Uno de los elementos más diferenciales del planteamiento es su enfoque en contenido como motor de lanzamiento. Wingstop no utiliza los canales digitales como soporte, sino como espacio principal de construcción de marca. La campaña se articula desde lo editorial y lo social, generando conversación orgánica y evitando la lógica intrusiva de la publicidad tradicional. Las más de 2,4 millones de visualizaciones y las más de 100.000 interacciones reflejan no solo alcance, sino engagement.
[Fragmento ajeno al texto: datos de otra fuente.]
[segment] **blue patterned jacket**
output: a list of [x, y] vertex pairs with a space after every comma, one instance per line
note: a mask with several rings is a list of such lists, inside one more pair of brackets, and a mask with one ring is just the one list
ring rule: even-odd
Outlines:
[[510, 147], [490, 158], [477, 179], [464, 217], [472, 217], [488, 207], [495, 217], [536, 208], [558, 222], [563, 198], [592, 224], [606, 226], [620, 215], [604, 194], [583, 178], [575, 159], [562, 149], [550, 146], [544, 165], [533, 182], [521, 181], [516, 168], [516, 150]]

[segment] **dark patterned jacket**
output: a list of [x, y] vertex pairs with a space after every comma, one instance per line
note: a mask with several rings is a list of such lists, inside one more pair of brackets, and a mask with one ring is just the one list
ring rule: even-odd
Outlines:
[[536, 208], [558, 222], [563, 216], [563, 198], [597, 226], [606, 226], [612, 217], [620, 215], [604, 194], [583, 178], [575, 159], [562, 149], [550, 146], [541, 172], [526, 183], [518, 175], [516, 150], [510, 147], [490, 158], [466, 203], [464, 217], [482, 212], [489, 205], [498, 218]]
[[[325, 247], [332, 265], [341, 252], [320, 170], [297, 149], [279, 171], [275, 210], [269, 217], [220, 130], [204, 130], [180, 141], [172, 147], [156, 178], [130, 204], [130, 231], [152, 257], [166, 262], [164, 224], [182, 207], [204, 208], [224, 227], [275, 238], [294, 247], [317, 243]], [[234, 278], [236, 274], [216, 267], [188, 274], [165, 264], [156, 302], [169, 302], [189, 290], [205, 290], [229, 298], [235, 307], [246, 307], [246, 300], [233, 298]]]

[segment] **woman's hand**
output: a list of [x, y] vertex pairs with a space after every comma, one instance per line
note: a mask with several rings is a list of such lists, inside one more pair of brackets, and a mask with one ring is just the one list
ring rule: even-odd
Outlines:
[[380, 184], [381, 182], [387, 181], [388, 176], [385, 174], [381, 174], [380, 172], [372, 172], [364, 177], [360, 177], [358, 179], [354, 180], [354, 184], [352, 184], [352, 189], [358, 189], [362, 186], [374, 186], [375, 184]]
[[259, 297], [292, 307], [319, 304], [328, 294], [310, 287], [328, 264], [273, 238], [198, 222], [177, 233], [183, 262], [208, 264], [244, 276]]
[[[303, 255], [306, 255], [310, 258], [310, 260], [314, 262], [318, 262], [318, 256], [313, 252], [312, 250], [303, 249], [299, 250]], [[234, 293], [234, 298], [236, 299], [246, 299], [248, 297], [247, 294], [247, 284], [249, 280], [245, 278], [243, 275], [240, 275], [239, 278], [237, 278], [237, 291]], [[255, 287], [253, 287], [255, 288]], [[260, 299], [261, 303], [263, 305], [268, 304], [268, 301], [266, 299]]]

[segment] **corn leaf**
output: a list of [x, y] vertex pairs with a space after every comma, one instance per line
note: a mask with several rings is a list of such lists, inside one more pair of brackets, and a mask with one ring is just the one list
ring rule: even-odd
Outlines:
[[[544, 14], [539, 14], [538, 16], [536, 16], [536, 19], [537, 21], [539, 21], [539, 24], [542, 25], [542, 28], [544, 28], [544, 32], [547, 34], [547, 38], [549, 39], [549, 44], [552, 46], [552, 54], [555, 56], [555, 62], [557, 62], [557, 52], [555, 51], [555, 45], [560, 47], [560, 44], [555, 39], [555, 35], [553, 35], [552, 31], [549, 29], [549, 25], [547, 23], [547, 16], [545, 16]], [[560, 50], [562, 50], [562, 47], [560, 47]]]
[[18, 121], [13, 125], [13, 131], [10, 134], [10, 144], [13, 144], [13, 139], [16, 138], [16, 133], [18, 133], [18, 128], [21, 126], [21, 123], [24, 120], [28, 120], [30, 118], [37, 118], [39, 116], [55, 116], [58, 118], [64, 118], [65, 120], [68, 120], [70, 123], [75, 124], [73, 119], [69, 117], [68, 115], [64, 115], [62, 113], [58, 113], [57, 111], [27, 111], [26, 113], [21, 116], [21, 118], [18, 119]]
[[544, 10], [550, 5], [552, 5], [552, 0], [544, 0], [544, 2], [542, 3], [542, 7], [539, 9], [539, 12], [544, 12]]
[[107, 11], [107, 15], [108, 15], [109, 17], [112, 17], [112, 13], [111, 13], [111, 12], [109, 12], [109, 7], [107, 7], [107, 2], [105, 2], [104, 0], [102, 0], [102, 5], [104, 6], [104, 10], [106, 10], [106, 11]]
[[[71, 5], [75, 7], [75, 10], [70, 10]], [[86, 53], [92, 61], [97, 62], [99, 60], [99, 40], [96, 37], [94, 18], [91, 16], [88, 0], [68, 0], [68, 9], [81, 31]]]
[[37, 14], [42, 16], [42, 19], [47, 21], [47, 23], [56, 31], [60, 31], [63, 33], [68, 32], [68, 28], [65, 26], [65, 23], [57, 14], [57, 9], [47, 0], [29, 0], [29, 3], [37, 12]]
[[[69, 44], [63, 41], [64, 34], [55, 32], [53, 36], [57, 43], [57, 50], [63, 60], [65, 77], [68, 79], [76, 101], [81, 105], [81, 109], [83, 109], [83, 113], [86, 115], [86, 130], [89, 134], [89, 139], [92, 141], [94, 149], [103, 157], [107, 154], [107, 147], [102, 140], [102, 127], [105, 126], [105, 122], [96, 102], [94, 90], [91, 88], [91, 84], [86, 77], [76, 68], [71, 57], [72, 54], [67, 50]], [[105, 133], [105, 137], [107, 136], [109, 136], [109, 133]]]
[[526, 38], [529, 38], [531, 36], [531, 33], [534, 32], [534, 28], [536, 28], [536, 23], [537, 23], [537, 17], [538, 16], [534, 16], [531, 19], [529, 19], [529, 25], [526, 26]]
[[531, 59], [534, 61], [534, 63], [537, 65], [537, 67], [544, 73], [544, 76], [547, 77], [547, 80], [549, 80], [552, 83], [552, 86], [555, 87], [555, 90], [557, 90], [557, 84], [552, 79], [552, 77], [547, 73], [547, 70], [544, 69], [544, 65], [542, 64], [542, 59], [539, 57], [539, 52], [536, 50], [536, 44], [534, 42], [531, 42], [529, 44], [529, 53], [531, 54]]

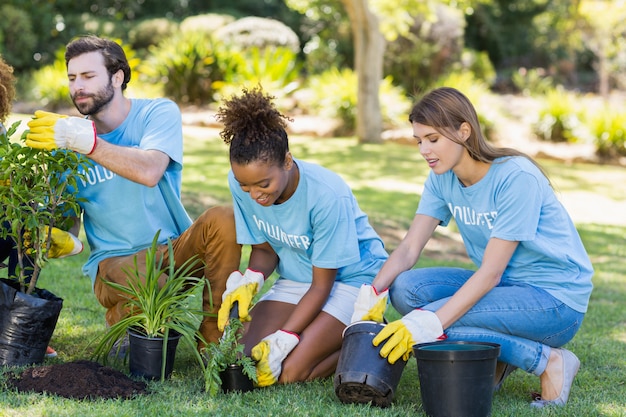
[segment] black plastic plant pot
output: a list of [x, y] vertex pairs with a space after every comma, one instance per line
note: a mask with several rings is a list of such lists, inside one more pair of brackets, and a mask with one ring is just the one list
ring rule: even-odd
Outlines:
[[413, 347], [424, 412], [429, 417], [491, 415], [500, 345], [433, 342]]
[[372, 340], [385, 326], [374, 321], [360, 321], [346, 327], [335, 371], [335, 394], [343, 403], [370, 403], [389, 406], [394, 398], [406, 361], [393, 365], [380, 356]]
[[[174, 369], [179, 339], [180, 334], [170, 331], [166, 347], [165, 378], [169, 378]], [[147, 337], [136, 330], [129, 330], [128, 341], [130, 374], [146, 379], [160, 379], [163, 366], [163, 338]]]
[[253, 381], [243, 373], [243, 366], [230, 364], [220, 372], [222, 380], [222, 391], [230, 392], [248, 392], [254, 389]]
[[0, 281], [0, 365], [43, 362], [63, 299], [40, 288], [29, 295], [15, 281]]

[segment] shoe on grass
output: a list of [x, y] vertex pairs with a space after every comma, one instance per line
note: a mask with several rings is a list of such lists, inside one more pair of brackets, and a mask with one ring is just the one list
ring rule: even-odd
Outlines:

En este ecosistema, la selección de colaboradores no responde únicamente a criterios de audiencia, sino a afinidad cultural. Perfiles vinculados a territorios como el skate, la música o la moda actúan como vehículos de significado, integrando la marca dentro de códigos ya existentes.

Wingstop apuesta por una presencia orgánica, donde el producto forma parte del contenido sin interrumpirlo. Esta aproximación responde a un cambio en el comportamiento del consumidor, cada vez más resistente a los formatos publicitarios convencionales y más receptivo a propuestas que respetan sus códigos culturales.

Más allá del entorno digital, la campaña se completa con una dimensión experiencial que traslada el concepto al plano físico. La apertura del local en Gran Vía no actúa solo como punto de venta, sino como culminación de una narrativa previa. De este modo, la experiencia de marca comienza mucho antes del consumo y se extiende más allá del espacio comercial.